Since the middle class pay the majority of taxes your argument that it's oligarchic is incorrect.
Again, your scheme PLAINLY is meant to give more voting power to a minority of people who have a lot of money, while disenfranchising a large number of people who are poor. That is a recipe for violent revolution, the sort of thing that the establishment of democracy put a stop to. It's dumb. It will lead to entrenched poverty where those who are poor lack the political power to change the things that keep them poor, while those who are rich are able to use their enhanced voting power to maintain barriers to entry that prevent the poor from competing with them. Really, really dumb.
Those with money are ALREADY over-represented in the political system by way of their ability to make campaign contributions (at all) and by way of their ability to publish their views widely in the media. That's already more than enough extra power.
That's the problem; the government is absolutely a corporation and if we treated it like one we wouldn't have $500 billion in debt. The laws would continue to be written by democratically elected members of parliament as they are today, so your final statement is nonsense.

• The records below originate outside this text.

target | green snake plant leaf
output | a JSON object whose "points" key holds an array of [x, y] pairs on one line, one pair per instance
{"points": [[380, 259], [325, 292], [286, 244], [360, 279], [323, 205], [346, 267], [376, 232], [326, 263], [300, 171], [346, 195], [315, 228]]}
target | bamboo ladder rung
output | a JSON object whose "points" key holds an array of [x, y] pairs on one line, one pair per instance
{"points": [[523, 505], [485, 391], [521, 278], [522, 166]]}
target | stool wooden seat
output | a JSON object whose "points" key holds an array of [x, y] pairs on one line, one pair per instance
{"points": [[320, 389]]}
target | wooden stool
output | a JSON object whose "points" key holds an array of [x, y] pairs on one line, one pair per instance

The government absolutely is not like a corporation and is subject to economic conditions completely unlike a corporation. That sort of wrong-headed thinking is a disastrous way to think about government.
Consider that a business only engages in operations that are profitable to shareholders, and the only mechanism by which shareholders profit is the collection of revenue. In a government what is the return on, say, spending money to clean up some environmental contamination? The public benefit enormously from things like that, but it looks like a pure cost center to a government operating as a corporation. In other words, governments following a corporate profit seeking model would make the wrong decision--disastrously wrong--with respect to projects which provide benefit as a public good, rather than as a revenue stream.
Also your notion about debt is just wrong in two ways. First government debt is unlike corporate debt, secondly, corporations--if you actually knew anything about them--have a strong incentive to maximize their debt, as the increased leverage maximizes profit. Corporate debt levels, say at a bank, are usually limited by... government policies. Whoops.
Governments are NOTHING like corporations and shouldn't be run like corporations.